Researchers compared the effectiveness of tofacitinib and vedolizumab among patients with UC who had experienced anti-TNF failure.

For patients with ulcerative colitis (UC) who fail to respond to anti-tumor necrosis factor (TNF) agents, tofacitinib and vedolizumab were found to be effective, according to study results presented at Digestive Disease Week (DDW), held from May 21 to 24, 2022, in San Diego, California, and virtually.

Patients with UC who had previously received a least 1 anti-TNF agent and were starting tofacitinib (n=87) or vedolizumab (n=112) between 2019 and 2021 at multiple sites in France were retrospectively evaluated for this study. The primary endpoint was corticosteroid-free clinical remission (CFREM), defined as partial Mayo score 2 or lower at week 16. The secondary endpoints were endoscopic improvement, defined as CFREM plus endoscopic Mayo score 1 or lower, and mucosal healing, defined as CFREM plus endoscopic and histological remission (Nancy index £1).

The tofacitinib vs vedolizumab patients were associated with longer disease duration (8.6 vs 7.4 years; P =.04), more had pancolitis (54.0% vs 38.4%; P =.028), had used 2 or more prior biologics (87.4% vs 37.5%; P <.001), and fewer used immunosuppressive therapies (4.6% vs 27.7%; P <.001).

At week 16, CFREM was achieved by 54.2% of tofacitinib and 42.5% of vedolizumab recipients (P =.089). Among the subset of patients with Mayo score 6 or higher, CFREM at 16 weeks was achieved among 57.4% and 51.1% (P =.77) after 1 biologic, 55.4% and 41.8% (P =.61) after 2 biologics, and 56.9% and 6.3% (P =.007) after 3 or more biologics for the tofacitinib and vedolizumab recipients, respectively.

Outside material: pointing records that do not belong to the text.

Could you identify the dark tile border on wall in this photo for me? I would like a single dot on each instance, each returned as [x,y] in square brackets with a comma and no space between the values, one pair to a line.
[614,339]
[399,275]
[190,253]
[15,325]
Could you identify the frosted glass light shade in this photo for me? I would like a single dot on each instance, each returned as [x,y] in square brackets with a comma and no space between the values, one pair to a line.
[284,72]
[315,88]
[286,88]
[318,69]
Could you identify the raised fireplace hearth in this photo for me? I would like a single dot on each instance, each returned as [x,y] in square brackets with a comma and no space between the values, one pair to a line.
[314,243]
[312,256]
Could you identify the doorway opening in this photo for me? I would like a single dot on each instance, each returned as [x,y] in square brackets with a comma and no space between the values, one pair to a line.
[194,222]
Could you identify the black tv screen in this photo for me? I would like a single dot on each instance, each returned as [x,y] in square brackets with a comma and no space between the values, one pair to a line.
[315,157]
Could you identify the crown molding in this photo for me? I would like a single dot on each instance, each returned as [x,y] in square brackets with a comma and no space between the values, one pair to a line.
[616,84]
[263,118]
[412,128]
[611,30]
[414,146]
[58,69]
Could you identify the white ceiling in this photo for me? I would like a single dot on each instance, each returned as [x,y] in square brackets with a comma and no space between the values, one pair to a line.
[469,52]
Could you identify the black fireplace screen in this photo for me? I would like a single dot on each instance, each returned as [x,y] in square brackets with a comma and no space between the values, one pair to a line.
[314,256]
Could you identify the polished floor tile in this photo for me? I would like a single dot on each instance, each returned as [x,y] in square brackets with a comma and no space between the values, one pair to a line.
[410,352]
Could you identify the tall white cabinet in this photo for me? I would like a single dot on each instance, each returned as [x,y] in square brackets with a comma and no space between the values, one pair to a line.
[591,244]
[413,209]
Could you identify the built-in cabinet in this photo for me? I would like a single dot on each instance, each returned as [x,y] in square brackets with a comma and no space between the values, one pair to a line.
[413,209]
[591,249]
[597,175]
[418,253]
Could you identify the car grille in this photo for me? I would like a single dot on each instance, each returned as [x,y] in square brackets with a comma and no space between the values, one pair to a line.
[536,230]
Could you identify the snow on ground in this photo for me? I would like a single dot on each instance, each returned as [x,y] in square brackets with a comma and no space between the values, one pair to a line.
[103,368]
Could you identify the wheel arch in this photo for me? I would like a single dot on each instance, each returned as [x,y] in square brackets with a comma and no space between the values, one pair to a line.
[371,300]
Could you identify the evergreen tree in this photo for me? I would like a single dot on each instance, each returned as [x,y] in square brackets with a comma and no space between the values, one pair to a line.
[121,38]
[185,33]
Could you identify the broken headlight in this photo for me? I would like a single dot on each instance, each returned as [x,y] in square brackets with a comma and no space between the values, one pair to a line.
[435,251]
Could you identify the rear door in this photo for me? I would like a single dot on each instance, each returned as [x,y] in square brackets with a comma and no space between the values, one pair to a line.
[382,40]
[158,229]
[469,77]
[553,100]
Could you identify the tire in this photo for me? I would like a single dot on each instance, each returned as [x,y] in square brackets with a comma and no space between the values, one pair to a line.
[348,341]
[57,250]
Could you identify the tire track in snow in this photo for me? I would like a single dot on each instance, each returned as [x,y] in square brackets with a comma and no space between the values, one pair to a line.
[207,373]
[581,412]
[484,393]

For patients who had experienced multiple biologic failures, tofacitinib was more effective at achieving CFREM (71.6% vs 30.8%; P =.049).

Among the subset of patients with endoscopy data (n=177), endoscopic improvement was higher among tofacitinib recipients (33.6% vs 7.1%; P =.048), and the rate of mucosal healing was similar between tofacitinib and vedolizumab recipients (6.4% vs 3.8%; P =.27), respectively. This study was limited by its small sample size and heterogenous population.

“Tofacitinib and vedolizumab are effective after failure to anti-TNF agents,” the study authors wrote. “Tofacitinib seems to be more effective in case of primary failure to biologics and multiple therapeutic failures.”


Buisson A, Nachury M, Fumery M, et al. Real-world multicenter comparison of effectiveness between tofacitinib and vedolizumab in patients with ulcerative colitis after failure to at least one anti-TNF agent. Presented at: DDW 2022; May 21-24, 2022; San Diego, CA. Abstract Su1503.